Cronaca

Il primo Natale all’insegna sel covid sarà diverso e ricco di incognite: come si comporteranno gli italiani?

La parola d’ordine per tutti gli esperti italiani è una sola: “Prudenza”

Il primo Natale all’insegna sel covid sarà diverso e ricco di incognite: come si comperteranno gli italiani? Sobrietà, prudenza, rispetto delle regole, sono queste le parole che sentiamo più spesso nelle ultime settimane, e che dovranno entrare nella nostra quotidianità, se vogliamo passare le feste secondo la tradizione, con amici, parenti e pacchetti regalo. Ma gli scenari che paventano esperti e virologi non sembrano dare molte speranze, la normalità è ancora lontana, anche se per qualche mese l’abbiamo assaporata di nuovo.
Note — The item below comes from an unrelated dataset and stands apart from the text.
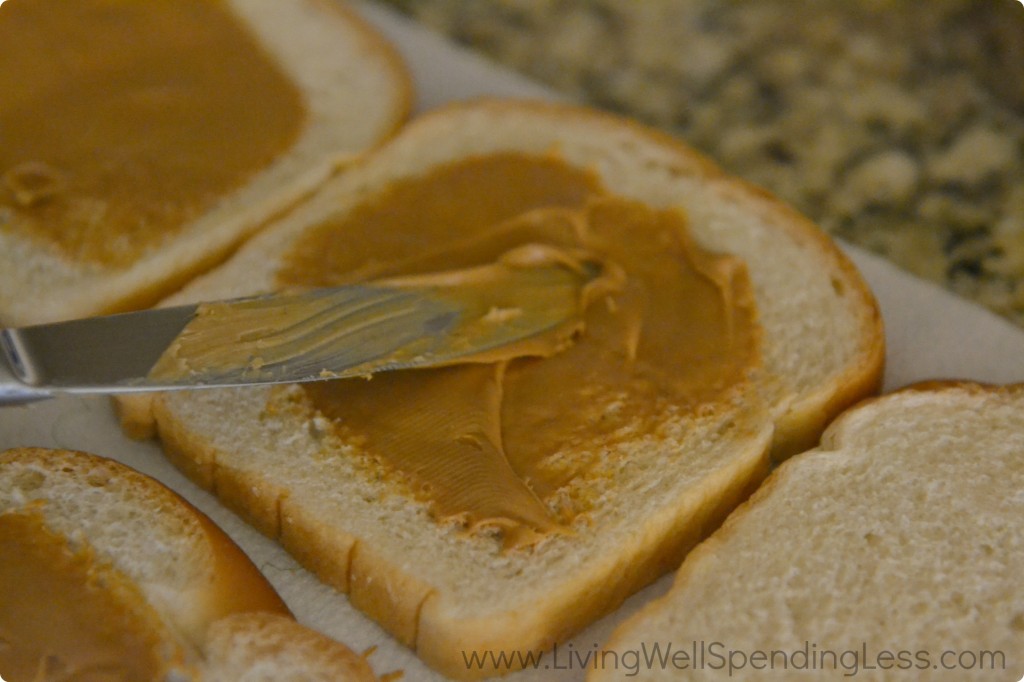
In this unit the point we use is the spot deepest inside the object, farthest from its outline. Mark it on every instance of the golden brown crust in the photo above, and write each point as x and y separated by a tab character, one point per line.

Covid, un Natale all’insegna della prudenza: regole e possibili scenari

Covid, incognita Natale, come andranno queste feste? Tutti gli esperti continuano a ripetere una sola cosa: le festività natalizie non potranno essere celebrate come da tradizione, e la raccomandazione è quella di non organizzare grandi tavolate di parenti e amici.

Prudenza e comportamenti saggi: parla Ricciardi

Walter Ricciardi, consulente del ministro della Salute, a Sky TG24 ha parlato di “un Natale di estrema prudenza, con la circolazione del virus purtroppo ancora intensa, per cui non saranno possibili cenoni e assembramenti. Sarà un Natale con i propri cari, sapendo che hanno adottato a loro volta dei comportamenti saggi, perché se questo non succede, nel momento in cui entra in casa una persona che ha il Covid lo trasmette a tutti”.
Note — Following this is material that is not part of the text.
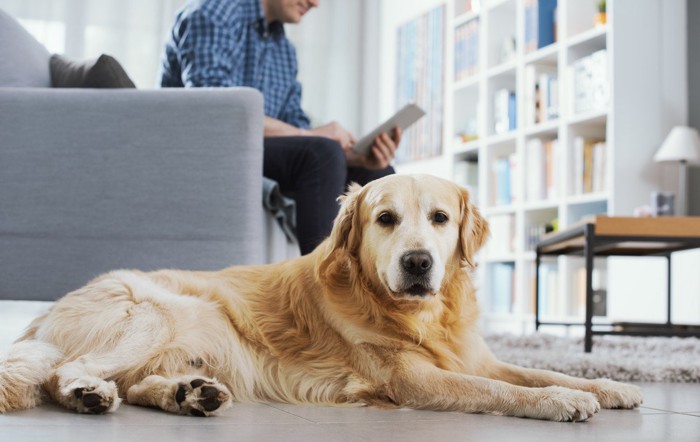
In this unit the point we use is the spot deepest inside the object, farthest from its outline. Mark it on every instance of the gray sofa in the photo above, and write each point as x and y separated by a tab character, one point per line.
97	179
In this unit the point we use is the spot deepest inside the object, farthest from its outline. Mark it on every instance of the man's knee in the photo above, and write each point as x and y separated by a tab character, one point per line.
329	153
Il parere di Massimo Galli

Massimo Galli, infettivologo dell’ospedale Sacco di Milano, intervenendo a Timeline di Sky TG24, è stato più netto: “Abbiamo fatto un’estate come quella che abbiamo fatto e il Ferragosto è diventato un elemento di grande amplificazione dell’epidemia. Natale e Capodanno sono grandi feste, se le affrontiamo con lo stesso spirito di Ferragosto non ne usciamo più. Se chiudiamo tutto ora e riapriamo a Natale è evidente che comunque la riapertura non sarà quella che può consentire alle persone di andare a cenoni e veglioni”, ha commentato.

Lockdown dopo Natale?

Anche Andrea Crisanti, direttore del laboratorio di microbiologia di Padova, guarda con poco ottimismo alle feste: “Sulla possibilità che il governo eviti un prossimo lockdown dopo Natale non ci scommetterei neanche una lira“.

Tampone prima del cenone

Un’idea diversa quella lanciata dal virologo Giovanni Di Perri, responsabile Malattie Infettive dell’Ospedale Amedeo di Savoia di Torino.  Per salvare il Natale Di Perri suggerische di far fare un tampone il giorno prima a tutti i partecipanti “In casa, infatti, mascherine e distanziamento non bastano. Stando a tavola per tanto tempo il virus gira e basta un solo commensale positivo per diffondere il contagio a ogni respiro”:

Lockdown fino a dicembre

Salvatore Panico, epidemiologo e professore associato di medicina interna della Federico II di Napoli, chiede invece un lockdown in tutta Italia fino a dicembre “in modo da poter sperare di poter avere una certa libertà di movimento, sempre controllata, durante le feste di Natale. Ma non sarà facile”.